Skip to content

Training

For design details, QLoRA configuration, LoRA adapter parameters, training hyperparameters, and data collation internals, see the Training Pipeline architecture page.

Hardware Requirements

  • A GPU with CUDA support is required. The training pipeline uses 4-bit quantization via bitsandbytes and FP16 math.
  • Minimum ~8 GB VRAM (the micro-batch size is 1 with gradient accumulation).
  • For detailed GPU, RAM, and disk requirements, see Compute Budgets.

Prerequisites

Step 1: Fine-Tuning

Move the data and the code to the training server using upload_to_server.sh (see scripts.md). On the server, create a new environment and run fine tuning:

# make sure you are in the uv environment
# created during data generation
ORION_DATASET_ROOT=<the-dir-used-in-script> uv run fine_tune.py

Training logs are printed every 5 steps. Checkpoints are saved at the end of each epoch. The final LoRA adapter weights and processor are saved to orion_lora_weights/. Pre-trained weights are also available on Hugging Face.

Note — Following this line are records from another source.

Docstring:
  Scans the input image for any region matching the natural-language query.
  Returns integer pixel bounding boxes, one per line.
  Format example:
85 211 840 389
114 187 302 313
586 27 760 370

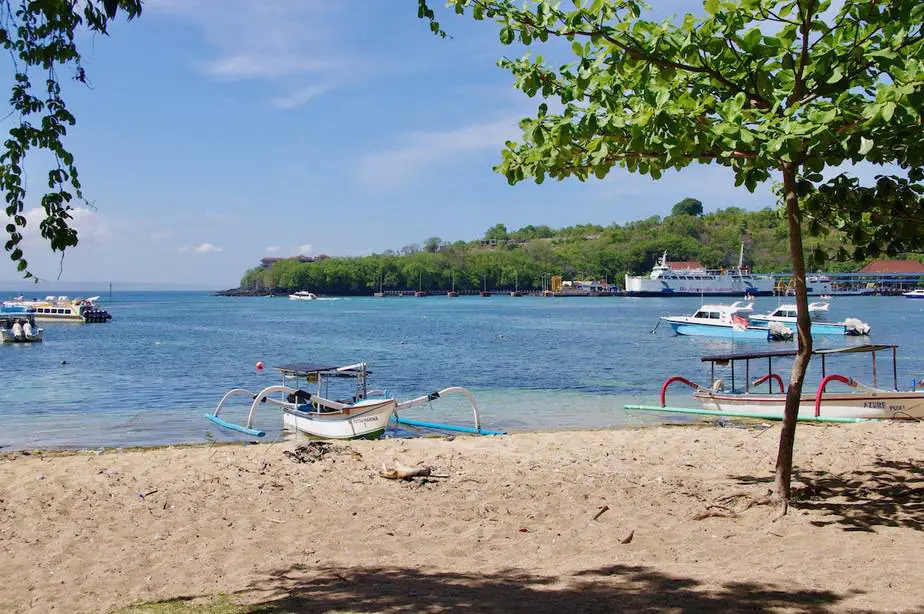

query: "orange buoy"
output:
256 361 265 371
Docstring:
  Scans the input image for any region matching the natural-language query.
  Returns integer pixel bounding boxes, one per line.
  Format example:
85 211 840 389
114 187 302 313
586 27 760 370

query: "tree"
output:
671 198 704 217
423 236 443 252
2 0 142 277
427 0 924 506
483 223 509 241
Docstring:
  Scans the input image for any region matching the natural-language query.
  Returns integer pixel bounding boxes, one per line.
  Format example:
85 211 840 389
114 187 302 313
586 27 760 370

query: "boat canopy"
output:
275 362 368 377
700 344 897 364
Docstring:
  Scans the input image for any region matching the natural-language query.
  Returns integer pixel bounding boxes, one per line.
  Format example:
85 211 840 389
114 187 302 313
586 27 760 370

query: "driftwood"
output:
592 505 610 521
380 460 433 480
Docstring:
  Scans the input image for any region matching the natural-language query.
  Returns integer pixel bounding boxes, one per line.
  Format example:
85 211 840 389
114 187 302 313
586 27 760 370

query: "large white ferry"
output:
625 251 774 297
2 296 112 323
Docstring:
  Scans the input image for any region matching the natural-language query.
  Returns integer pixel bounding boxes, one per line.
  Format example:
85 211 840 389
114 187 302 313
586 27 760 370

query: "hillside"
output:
237 205 892 295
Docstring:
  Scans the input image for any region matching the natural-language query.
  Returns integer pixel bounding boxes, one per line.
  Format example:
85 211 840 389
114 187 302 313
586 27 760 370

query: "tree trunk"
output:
775 162 814 505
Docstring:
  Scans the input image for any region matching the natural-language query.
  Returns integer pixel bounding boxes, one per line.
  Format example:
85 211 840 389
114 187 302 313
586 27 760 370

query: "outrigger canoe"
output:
631 344 924 421
206 361 503 439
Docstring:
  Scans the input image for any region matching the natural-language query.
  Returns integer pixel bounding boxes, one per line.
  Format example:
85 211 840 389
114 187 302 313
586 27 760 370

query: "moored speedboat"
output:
649 345 924 420
288 291 318 301
904 289 924 299
660 302 793 341
206 361 501 439
0 314 44 343
749 303 870 336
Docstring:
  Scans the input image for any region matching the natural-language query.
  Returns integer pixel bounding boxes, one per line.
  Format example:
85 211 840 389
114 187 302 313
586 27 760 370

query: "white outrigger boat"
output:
660 302 794 341
633 345 924 421
748 302 871 336
206 361 503 439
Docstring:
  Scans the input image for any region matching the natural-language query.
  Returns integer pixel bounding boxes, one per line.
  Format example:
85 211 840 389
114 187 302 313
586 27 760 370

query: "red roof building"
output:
857 259 924 274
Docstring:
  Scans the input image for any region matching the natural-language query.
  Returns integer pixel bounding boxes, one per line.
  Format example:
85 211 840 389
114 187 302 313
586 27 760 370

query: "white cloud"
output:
150 229 173 241
271 84 332 109
148 0 358 89
193 243 224 253
295 244 312 255
355 116 522 189
265 246 280 253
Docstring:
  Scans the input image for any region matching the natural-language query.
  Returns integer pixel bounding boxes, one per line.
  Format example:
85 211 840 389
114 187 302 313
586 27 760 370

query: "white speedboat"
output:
0 314 44 343
748 303 870 336
904 289 924 299
652 345 924 421
288 291 318 301
3 295 111 323
660 302 793 341
625 248 774 297
206 361 501 439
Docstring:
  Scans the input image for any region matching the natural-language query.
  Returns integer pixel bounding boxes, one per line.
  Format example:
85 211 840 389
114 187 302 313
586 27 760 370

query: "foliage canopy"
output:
1 0 141 277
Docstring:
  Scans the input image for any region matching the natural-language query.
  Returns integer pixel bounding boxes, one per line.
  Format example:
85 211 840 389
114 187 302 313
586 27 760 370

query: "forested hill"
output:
238 202 882 295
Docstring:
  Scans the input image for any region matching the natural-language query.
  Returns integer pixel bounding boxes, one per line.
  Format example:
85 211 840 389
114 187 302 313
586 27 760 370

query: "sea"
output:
1 291 921 450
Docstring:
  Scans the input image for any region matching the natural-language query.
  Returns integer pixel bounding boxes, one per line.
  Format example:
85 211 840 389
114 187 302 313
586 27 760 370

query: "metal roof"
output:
701 344 897 363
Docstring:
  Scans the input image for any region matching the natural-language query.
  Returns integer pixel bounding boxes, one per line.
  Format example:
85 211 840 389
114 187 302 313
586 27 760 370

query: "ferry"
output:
625 249 774 297
2 296 112 323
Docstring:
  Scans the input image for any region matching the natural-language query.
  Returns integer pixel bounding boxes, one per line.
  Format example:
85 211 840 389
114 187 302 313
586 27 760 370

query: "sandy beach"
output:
1 422 922 613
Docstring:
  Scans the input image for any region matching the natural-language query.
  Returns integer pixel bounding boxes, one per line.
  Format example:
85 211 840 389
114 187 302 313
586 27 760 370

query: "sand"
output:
1 423 922 613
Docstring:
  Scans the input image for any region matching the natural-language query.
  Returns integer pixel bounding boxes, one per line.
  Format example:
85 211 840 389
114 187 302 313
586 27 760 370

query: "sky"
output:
0 0 877 288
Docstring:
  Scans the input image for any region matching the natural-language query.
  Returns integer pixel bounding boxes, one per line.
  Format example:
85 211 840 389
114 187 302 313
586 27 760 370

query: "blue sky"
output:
0 0 865 288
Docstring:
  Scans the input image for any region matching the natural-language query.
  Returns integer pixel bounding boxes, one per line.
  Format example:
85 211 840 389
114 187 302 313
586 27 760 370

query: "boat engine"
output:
844 318 871 336
11 321 23 340
22 321 33 338
768 321 794 341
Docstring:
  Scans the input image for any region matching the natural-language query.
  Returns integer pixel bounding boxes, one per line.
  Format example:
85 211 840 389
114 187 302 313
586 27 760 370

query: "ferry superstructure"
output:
625 251 774 297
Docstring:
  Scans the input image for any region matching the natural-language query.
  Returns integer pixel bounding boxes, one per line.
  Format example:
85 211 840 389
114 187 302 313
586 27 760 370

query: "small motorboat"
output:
660 302 793 341
644 344 924 421
206 361 503 439
903 289 924 299
748 303 870 336
0 314 44 343
288 291 318 301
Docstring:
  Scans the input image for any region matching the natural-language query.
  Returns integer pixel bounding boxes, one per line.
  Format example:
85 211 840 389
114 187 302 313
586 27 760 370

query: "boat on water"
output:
0 312 43 343
288 291 318 301
625 248 774 297
2 296 111 323
749 302 871 336
206 361 502 440
660 302 793 341
645 345 924 421
904 289 924 299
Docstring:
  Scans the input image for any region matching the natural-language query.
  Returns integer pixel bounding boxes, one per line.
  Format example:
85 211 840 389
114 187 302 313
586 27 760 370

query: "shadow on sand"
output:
731 458 923 532
235 564 855 613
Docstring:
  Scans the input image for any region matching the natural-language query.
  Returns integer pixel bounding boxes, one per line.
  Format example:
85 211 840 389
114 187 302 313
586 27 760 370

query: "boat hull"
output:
0 330 43 343
694 390 924 420
282 398 396 440
665 320 776 340
748 316 849 336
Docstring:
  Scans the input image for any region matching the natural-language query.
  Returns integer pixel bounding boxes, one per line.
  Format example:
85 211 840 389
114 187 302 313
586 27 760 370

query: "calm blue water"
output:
1 292 922 449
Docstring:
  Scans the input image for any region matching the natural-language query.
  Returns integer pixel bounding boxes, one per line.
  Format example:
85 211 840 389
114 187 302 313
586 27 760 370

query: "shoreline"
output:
2 423 922 613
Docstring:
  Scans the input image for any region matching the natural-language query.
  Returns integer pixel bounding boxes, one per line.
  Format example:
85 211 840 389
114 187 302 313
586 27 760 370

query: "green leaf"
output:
859 137 874 155
704 0 719 15
881 102 896 122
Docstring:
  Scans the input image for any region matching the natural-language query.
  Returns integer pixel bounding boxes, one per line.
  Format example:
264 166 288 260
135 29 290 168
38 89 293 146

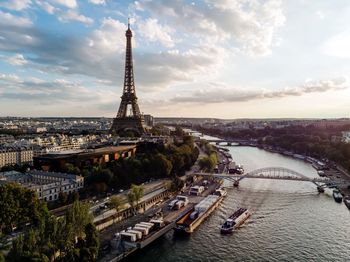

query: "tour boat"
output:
333 189 343 203
221 208 250 234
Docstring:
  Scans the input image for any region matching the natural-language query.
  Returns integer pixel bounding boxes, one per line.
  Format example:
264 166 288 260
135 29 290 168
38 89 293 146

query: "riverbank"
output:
123 142 350 262
195 131 350 199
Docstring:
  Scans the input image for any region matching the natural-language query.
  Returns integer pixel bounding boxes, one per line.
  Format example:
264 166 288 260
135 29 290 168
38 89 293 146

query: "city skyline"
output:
1 0 350 118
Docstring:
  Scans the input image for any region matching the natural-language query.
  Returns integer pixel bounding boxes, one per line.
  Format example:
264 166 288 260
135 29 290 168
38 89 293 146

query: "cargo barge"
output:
175 190 226 233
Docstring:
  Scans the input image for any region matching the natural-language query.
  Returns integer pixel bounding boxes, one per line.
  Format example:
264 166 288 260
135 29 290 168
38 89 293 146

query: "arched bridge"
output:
199 167 336 189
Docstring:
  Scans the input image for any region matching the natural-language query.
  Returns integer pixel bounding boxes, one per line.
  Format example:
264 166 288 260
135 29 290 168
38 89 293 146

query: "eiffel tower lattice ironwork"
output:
110 21 145 135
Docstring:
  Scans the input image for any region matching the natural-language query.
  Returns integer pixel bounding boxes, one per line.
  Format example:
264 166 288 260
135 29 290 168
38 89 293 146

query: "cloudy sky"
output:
0 0 350 118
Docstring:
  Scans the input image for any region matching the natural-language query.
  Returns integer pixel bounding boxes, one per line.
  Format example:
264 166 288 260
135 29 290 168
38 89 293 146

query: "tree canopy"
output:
7 200 99 262
0 183 49 235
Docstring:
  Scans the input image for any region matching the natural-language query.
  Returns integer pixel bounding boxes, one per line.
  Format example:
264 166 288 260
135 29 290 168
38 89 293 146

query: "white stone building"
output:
0 146 33 168
0 170 84 202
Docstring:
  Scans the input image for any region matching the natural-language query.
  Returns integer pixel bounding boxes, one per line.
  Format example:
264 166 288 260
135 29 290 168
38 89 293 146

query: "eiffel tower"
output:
110 21 145 136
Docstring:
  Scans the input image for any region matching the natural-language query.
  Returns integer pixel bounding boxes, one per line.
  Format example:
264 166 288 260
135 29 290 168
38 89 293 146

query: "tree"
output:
65 201 93 240
58 192 68 205
175 126 184 136
127 191 136 210
198 152 217 172
109 195 125 213
169 176 184 192
65 163 81 175
154 153 173 177
0 183 48 235
127 184 144 212
7 200 97 262
80 223 99 261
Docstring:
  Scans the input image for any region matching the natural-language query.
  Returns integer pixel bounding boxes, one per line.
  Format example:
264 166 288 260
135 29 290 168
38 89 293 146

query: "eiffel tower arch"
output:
110 22 145 136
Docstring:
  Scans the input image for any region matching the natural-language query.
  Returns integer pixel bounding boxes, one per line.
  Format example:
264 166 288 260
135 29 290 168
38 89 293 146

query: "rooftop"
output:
37 145 136 159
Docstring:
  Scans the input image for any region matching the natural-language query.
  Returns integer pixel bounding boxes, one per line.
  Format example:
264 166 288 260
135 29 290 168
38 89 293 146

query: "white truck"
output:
120 232 137 242
189 186 205 196
150 219 165 229
168 199 178 210
126 230 142 240
133 226 149 236
174 195 189 209
140 222 154 231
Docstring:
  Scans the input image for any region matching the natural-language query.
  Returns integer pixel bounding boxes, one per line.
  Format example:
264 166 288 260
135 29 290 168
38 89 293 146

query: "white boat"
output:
221 208 250 234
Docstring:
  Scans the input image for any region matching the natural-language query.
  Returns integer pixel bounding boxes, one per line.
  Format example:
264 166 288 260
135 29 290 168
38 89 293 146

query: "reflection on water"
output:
127 141 350 262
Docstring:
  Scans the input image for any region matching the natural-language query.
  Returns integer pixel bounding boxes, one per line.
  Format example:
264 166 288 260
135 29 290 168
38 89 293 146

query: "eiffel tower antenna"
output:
110 21 145 136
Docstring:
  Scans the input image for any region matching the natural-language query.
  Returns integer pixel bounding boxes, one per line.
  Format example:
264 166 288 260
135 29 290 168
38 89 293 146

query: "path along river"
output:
126 134 350 262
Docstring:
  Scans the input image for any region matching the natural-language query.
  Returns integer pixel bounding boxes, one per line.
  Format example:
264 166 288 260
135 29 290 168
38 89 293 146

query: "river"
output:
126 134 350 261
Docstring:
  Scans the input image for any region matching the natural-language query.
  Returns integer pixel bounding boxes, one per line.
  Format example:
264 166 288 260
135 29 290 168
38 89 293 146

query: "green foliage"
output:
150 124 168 136
68 137 198 196
7 200 98 262
0 183 49 235
109 195 125 212
196 124 350 172
127 184 144 210
0 164 31 173
127 190 136 209
168 176 185 192
175 126 184 136
81 223 99 261
65 163 81 175
66 201 93 239
198 153 217 172
58 191 68 205
154 153 173 177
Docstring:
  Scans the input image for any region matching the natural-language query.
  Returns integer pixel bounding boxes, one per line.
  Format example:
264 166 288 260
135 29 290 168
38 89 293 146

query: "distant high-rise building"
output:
110 21 145 136
144 114 154 128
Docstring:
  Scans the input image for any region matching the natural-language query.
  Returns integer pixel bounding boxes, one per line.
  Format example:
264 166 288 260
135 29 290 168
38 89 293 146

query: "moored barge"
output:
175 191 225 233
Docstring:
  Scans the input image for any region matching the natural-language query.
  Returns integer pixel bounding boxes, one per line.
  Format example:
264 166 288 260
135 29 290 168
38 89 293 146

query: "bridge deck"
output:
202 173 328 182
198 166 330 184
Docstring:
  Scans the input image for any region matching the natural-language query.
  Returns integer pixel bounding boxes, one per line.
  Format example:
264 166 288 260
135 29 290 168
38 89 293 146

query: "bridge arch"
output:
243 167 311 181
199 166 330 190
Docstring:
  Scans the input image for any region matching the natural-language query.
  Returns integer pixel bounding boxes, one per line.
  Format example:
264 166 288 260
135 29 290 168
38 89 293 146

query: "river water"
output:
126 135 350 262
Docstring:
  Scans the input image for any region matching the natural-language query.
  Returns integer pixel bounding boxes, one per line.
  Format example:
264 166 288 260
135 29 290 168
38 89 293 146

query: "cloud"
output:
57 9 94 25
0 14 225 91
134 0 285 56
6 54 28 66
321 30 350 58
316 10 325 20
0 74 99 103
168 77 349 104
50 0 77 9
0 74 22 83
87 17 126 53
88 0 106 5
35 1 93 25
137 18 174 48
0 11 38 53
36 0 56 14
0 0 32 11
0 10 33 27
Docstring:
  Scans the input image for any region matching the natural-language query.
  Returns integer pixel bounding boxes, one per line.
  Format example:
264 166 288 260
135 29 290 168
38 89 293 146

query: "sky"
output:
0 0 350 119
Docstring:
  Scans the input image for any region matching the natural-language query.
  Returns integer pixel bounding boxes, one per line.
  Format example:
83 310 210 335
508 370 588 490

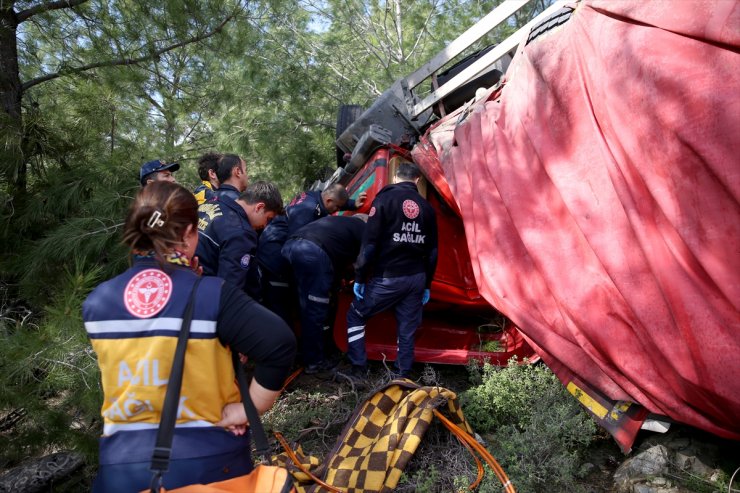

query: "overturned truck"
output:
320 0 740 452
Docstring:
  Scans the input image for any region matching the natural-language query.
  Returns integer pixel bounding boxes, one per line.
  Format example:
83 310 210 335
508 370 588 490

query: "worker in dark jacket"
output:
256 183 367 323
285 183 366 235
282 214 368 373
213 154 248 201
346 163 438 378
196 181 282 298
193 152 222 205
256 215 292 324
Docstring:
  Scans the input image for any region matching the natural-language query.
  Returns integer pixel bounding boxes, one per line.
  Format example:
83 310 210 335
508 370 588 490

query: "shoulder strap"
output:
232 353 272 461
149 277 203 493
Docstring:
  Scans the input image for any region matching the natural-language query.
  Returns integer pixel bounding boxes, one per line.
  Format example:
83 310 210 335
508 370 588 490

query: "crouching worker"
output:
82 181 296 492
282 214 368 373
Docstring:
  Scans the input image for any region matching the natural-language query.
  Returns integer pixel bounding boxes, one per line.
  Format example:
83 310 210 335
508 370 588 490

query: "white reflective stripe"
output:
348 332 365 343
269 281 290 287
103 420 214 435
347 325 365 334
307 294 330 304
85 318 217 335
198 231 219 247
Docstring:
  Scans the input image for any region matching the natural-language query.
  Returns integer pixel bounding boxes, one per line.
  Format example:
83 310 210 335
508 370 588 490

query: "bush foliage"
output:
0 267 103 480
461 358 597 492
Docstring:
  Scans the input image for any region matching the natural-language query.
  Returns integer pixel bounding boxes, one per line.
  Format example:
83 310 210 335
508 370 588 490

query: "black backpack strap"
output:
232 352 272 462
149 277 203 493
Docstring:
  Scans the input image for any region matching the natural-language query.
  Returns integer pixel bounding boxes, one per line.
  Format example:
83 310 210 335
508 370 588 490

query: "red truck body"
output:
327 0 740 451
333 147 539 366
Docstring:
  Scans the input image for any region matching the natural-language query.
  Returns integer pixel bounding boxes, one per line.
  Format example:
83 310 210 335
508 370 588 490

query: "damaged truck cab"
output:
334 143 539 366
321 1 577 367
317 0 740 453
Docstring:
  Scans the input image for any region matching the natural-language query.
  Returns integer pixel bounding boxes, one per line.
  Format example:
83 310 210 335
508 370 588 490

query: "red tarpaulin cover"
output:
413 0 740 441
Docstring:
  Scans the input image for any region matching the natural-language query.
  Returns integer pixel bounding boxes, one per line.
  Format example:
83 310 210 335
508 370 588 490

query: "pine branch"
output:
15 0 90 23
21 10 238 91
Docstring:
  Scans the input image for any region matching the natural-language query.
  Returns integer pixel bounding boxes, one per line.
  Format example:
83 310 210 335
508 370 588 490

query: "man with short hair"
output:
139 159 179 186
213 154 248 201
285 183 366 235
196 181 282 298
346 163 438 379
282 214 368 373
193 152 222 205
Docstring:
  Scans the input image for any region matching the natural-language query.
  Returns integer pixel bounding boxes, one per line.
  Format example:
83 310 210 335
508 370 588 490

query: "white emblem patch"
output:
369 206 376 217
124 269 172 318
402 199 420 219
240 254 251 268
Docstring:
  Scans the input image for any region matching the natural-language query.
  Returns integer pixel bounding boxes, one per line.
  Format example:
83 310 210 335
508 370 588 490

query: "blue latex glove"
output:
422 289 430 305
353 282 365 300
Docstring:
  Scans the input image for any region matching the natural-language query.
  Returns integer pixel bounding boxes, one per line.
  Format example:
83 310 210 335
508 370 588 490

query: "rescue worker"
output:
256 183 367 323
195 181 282 299
346 163 438 379
282 214 368 373
213 154 248 201
285 183 367 235
256 215 293 325
139 159 179 186
82 181 295 492
193 151 222 205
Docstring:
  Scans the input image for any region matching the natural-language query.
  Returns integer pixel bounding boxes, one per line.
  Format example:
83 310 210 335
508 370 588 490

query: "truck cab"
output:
316 1 576 367
334 145 538 365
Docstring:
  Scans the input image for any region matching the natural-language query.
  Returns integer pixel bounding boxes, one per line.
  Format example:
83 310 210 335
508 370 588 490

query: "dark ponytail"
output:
122 181 198 262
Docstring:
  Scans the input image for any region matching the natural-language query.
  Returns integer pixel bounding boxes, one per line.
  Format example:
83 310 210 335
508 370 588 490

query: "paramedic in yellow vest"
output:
82 181 296 492
193 151 222 205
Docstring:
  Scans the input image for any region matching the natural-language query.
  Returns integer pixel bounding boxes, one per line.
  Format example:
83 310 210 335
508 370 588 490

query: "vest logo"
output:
369 206 376 217
124 269 172 318
402 199 420 219
240 254 251 269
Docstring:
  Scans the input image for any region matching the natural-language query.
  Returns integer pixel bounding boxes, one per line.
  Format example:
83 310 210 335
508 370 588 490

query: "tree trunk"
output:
110 106 116 155
0 3 25 194
165 116 176 154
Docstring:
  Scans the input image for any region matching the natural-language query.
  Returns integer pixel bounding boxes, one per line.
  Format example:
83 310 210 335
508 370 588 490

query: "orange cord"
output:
450 425 485 490
274 431 345 493
433 410 516 493
281 367 304 392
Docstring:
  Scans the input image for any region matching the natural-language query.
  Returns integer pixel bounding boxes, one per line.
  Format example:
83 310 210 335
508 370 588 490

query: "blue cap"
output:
139 159 180 185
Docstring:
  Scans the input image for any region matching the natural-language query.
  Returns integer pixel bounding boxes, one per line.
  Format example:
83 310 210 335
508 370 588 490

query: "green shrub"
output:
461 358 557 432
401 463 441 493
0 265 103 476
461 358 597 493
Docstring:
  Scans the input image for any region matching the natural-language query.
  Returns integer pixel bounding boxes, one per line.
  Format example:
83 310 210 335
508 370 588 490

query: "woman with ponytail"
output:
82 181 296 492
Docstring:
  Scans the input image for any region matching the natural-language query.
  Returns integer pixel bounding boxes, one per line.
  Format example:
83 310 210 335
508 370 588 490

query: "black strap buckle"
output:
149 446 171 473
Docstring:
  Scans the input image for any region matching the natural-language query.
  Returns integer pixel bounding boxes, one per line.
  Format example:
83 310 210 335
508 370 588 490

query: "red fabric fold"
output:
414 0 740 439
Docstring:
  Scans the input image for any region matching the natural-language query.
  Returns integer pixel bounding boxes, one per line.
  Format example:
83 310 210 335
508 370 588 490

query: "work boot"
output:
304 358 339 375
388 370 413 381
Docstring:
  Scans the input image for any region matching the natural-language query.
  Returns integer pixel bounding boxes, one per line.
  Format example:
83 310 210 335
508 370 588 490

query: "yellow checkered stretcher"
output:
274 379 515 493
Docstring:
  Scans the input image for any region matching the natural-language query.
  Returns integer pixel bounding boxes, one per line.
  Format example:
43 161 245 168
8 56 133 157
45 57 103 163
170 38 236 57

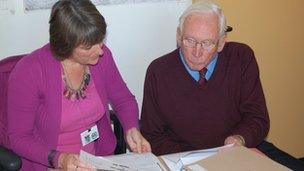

Finally, use download_weights.sh to transfer the weights from the training server to your local machine in ground_segment/training (see scripts.md).

Fine-Tuning Output

After training completes, the output directory contains:

orion_lora_weights/
    adapter_config.json
    adapter_model.safetensors
    tokenizer_config.json
    processor_config.json
    ...

Step 2: Merging LoRA Weights (Fuse)

After training, merge the LoRA adapters into the base model to produce a standalone FP16 model. This is required before quantization to GGUF format.

uv run fuse.py

Fuse Output

orion_merged/
    config.json
    model.safetensors
    tokenizer_config.json
    processor_config.json
    ...

This merged model is a complete, self-contained Hugging Face model that can be loaded without any LoRA dependencies. It is the input for the quantization step (see the Quantization guide).